Thanks for the indepth explaination. I know I'm a pain, but I honestly do research the questions beforehand. I didn't know about the effect going beyond a -7 would have on the performance. Makes sense and answers why my performance slowed to a crawl when I updated it to -10.
As for the second question, and the reference to the Nvidia paper (in which I fully read and only partially understood ,) in the link Icarus posted:
"... by three exponent values (multiply by 8) was sufficient to match the accuracy achieved with FP32 training by recovering the relevant values lost to 0. Shifting by 15 exponent values (multiplying by 32K) would recover all but 0.1% of values lost to 0 when converting to FP16 and still avoid overflow. In other words, FP16 dynamic range is sufficient for training, but gradients may have to be scaled to move them into the range to keep them from becoming zeros in FP16."
https://docs.nvidia.com/deeplearning/pe ... index.html
My confusion is in the "multiply by 8". I thought it was referring to the learning rate formula.
I think the answer to my confusion is wrapped up in what the learning rate represents (I know it represents how fast the machine learns, but what do the numbers represent,) how it's calculated, and what the "e" in the learning rate formula represents. I thought the "e" represented the "epsilon". So, I'm interpreting the Nvidia paper to read "8(-7)-5" where as 8 is the multiplier referenced in the paper, -7 is the epsilon, then subtract 5.

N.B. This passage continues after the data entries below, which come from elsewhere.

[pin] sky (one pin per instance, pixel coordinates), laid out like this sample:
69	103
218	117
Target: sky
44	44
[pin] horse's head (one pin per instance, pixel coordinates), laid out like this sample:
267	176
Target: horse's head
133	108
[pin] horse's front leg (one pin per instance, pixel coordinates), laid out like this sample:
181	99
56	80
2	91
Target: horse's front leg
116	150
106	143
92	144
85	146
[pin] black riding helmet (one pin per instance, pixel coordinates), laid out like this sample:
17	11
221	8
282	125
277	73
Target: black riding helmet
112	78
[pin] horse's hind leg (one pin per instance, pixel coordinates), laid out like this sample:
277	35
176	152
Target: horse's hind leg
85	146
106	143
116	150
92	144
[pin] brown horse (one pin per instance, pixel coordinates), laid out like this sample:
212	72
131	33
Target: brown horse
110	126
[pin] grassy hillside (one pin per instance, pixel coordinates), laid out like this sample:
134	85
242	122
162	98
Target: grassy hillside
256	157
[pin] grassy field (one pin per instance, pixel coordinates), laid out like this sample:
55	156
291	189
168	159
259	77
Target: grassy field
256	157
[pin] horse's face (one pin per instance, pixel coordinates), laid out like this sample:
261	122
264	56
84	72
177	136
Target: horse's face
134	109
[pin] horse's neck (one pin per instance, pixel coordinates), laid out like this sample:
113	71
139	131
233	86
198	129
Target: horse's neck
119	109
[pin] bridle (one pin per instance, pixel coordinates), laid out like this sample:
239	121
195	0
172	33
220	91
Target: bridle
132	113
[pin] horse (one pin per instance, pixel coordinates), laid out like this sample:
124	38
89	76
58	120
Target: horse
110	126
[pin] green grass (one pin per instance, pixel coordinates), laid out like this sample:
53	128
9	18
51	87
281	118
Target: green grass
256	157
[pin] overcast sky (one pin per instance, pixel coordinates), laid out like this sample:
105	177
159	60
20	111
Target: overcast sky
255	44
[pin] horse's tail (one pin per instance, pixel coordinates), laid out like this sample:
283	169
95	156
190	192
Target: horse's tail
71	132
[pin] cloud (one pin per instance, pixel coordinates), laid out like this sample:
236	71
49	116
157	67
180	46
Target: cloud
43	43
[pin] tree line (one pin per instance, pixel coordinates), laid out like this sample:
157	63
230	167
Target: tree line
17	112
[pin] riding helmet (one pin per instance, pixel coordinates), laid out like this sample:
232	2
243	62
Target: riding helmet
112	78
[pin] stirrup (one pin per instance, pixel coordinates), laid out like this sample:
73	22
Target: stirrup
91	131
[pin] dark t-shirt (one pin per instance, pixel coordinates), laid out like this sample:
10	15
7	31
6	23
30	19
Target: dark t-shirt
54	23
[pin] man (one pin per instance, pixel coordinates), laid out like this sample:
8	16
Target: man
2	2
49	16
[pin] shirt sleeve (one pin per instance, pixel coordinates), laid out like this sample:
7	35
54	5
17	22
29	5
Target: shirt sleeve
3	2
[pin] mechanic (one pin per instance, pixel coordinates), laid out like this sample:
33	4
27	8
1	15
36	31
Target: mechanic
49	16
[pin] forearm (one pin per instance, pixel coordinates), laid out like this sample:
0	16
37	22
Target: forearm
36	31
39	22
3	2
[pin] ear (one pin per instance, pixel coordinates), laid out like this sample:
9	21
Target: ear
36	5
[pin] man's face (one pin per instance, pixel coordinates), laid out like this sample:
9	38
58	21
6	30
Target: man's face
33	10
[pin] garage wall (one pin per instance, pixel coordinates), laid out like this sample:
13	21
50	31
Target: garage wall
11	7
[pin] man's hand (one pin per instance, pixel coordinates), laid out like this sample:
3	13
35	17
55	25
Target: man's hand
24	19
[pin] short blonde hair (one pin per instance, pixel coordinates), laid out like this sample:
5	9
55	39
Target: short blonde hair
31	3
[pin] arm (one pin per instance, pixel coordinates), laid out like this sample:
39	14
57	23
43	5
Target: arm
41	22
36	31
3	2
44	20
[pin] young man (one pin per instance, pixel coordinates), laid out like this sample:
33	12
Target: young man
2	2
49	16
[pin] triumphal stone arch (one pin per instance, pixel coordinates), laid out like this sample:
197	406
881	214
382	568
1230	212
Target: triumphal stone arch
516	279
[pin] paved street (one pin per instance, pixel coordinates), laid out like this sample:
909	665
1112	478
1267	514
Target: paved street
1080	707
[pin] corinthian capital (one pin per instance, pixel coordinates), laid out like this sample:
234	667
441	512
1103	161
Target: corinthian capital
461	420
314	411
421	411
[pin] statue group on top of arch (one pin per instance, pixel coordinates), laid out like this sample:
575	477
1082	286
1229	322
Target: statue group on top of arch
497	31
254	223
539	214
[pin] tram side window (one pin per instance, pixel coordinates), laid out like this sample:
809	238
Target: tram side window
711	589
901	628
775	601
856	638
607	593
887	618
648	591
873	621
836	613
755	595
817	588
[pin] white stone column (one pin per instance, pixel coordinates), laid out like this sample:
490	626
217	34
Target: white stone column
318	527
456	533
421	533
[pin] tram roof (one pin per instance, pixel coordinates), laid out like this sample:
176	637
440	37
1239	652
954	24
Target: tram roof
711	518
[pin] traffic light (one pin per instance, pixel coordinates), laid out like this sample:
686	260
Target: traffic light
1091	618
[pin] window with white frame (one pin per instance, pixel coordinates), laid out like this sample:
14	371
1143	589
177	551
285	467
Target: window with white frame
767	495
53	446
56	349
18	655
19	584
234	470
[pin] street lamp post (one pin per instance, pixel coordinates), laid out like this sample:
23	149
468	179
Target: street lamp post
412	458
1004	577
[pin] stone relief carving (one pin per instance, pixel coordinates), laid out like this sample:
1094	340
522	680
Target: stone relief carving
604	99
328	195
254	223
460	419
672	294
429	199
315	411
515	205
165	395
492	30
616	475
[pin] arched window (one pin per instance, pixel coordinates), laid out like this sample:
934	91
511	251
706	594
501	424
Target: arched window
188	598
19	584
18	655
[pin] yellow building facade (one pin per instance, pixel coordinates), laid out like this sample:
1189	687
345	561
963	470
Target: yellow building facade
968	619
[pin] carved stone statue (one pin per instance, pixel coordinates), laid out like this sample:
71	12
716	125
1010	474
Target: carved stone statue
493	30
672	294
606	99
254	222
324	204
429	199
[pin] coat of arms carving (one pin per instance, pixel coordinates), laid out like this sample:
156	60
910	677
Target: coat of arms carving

I also thought the "e" could represent the epoch. So a learning rate of 8e-5, is interpreted as, for every 8 epochs, subtract 5.
Or, does "e" represent the exponent? 8 to the -7 power, subtract 5.

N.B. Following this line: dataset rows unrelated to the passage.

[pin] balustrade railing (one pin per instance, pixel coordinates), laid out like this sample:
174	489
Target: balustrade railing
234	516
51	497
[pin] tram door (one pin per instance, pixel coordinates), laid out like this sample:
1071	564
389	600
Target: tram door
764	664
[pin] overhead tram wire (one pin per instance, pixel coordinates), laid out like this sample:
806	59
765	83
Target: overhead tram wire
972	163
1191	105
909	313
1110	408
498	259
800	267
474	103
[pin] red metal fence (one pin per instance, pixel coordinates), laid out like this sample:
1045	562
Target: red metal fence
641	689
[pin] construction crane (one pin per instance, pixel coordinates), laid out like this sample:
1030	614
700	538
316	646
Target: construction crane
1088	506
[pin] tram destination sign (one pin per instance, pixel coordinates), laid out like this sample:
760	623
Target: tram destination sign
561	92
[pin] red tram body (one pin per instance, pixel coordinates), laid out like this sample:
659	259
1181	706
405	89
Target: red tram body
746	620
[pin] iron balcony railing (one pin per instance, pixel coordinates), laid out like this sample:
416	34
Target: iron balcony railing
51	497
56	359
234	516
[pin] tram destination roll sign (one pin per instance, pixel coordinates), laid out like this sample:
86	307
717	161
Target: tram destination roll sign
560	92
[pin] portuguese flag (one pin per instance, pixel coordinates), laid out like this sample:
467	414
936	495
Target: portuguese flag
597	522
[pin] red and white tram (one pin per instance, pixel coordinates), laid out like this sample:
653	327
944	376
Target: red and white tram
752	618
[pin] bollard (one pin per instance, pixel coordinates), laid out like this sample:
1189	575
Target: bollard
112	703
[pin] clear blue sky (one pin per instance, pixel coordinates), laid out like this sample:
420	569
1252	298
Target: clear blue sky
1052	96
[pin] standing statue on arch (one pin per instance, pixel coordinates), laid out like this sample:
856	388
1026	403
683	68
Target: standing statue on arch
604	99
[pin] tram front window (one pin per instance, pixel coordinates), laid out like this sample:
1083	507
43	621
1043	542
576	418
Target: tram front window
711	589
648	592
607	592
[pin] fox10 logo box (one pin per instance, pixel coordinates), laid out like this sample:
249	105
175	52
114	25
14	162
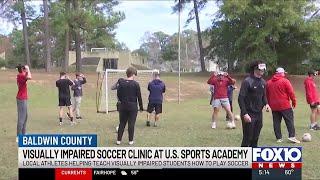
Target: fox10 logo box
281	163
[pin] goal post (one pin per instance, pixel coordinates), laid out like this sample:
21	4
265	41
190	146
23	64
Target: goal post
106	97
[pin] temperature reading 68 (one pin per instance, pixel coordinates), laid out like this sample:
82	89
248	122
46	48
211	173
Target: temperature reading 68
288	172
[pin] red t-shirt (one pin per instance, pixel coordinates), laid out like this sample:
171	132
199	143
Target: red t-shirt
220	86
22	86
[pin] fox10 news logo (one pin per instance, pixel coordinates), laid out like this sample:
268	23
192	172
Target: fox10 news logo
277	162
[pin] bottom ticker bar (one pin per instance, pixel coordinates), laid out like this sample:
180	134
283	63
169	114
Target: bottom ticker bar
97	174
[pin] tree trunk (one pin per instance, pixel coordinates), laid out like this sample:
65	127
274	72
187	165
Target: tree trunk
203	67
47	36
67	39
25	34
77	39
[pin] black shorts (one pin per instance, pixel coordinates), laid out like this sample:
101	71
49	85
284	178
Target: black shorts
64	101
314	106
156	107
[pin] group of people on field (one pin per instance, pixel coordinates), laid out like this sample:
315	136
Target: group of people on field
129	97
277	95
64	98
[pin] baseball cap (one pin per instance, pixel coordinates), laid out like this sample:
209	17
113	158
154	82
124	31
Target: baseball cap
220	73
280	70
262	66
312	72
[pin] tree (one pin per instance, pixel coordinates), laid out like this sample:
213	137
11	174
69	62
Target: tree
198	5
17	12
47	36
275	31
76	30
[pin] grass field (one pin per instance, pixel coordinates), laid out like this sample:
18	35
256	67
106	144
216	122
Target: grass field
185	124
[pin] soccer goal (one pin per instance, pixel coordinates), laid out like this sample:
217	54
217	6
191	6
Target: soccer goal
106	98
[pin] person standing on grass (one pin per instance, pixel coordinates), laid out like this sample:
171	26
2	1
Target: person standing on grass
77	93
63	85
24	74
312	99
279	94
156	89
220	96
252	99
128	94
115	87
231	88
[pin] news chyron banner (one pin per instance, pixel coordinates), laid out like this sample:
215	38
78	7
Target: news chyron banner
277	163
69	156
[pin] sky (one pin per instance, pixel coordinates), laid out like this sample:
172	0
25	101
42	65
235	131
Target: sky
143	16
152	16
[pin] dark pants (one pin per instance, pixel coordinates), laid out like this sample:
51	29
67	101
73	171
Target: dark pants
251	131
22	108
130	117
231	107
288	117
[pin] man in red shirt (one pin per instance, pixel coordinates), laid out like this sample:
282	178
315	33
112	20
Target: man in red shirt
22	96
220	96
312	98
279	93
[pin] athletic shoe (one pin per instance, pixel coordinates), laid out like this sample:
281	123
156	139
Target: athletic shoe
233	125
294	140
214	125
315	127
68	115
229	125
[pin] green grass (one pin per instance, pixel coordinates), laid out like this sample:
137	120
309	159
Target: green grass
185	124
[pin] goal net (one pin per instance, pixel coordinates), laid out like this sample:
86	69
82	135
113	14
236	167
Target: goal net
106	98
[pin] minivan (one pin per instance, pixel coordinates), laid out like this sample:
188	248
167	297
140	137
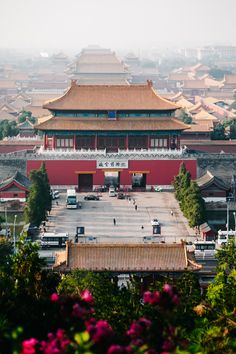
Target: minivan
55	194
112	191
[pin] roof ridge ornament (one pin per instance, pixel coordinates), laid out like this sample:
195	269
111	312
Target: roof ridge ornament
73	82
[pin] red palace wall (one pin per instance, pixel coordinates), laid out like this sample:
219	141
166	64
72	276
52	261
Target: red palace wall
5	194
65	172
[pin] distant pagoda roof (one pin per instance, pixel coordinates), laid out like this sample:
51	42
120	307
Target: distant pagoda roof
99	124
126	257
18	179
209	179
110	97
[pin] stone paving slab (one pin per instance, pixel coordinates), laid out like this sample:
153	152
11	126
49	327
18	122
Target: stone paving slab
131	225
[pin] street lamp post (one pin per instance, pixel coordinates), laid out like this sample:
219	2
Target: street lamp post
234	221
14	233
6	224
227	218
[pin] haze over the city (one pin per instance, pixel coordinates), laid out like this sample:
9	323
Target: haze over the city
118	24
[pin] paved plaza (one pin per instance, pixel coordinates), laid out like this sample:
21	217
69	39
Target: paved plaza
131	225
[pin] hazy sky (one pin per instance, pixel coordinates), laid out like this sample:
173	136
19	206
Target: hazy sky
117	24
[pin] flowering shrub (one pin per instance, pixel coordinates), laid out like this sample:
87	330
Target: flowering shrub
84	334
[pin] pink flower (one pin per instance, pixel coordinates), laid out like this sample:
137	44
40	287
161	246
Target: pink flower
151	298
116	349
29	346
167	288
175	300
135	330
87	296
167	345
78	311
101	331
145	322
54	297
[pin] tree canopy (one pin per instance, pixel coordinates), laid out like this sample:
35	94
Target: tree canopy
8	128
39	199
189	196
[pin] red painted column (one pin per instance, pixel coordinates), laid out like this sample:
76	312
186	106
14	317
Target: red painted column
54	142
168	142
96	142
44	141
127	142
148	142
178	142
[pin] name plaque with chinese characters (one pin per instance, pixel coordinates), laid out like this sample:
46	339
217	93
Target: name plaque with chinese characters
112	164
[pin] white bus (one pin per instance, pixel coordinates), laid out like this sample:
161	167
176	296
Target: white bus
71	199
52	239
224	236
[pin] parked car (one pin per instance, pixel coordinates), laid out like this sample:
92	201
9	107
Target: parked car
112	191
155	222
55	194
120	195
91	197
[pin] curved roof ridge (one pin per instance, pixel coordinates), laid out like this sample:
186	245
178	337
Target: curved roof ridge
110	97
163	99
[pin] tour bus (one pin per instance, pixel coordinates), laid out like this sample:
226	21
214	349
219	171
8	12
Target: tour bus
52	239
204	249
112	191
71	199
225	236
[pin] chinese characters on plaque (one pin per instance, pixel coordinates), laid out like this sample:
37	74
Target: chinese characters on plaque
112	164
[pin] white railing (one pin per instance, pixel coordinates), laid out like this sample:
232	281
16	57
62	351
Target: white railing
56	152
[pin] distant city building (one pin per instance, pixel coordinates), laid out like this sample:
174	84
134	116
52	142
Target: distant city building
15	187
98	66
124	135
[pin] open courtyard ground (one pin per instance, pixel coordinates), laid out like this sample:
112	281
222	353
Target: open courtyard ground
131	225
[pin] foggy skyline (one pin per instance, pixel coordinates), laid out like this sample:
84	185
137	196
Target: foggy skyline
117	24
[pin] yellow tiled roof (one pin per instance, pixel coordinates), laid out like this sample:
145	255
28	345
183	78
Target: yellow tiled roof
128	257
110	97
65	123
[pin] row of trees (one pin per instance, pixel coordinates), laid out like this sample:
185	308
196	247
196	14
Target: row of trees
85	312
8	128
189	197
39	202
224	131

I have looked and researched hours of my day, and every paper I've come across of course assumes I'm a data scientist (not a middle aged failed writer ) and therefore assumes I already know what the learning rate formula represents and how it's calculated.
This is the danger when idiots like me read scientific papers well above their head.
If you can answer this question, I promise not to ask another question for one weeks time.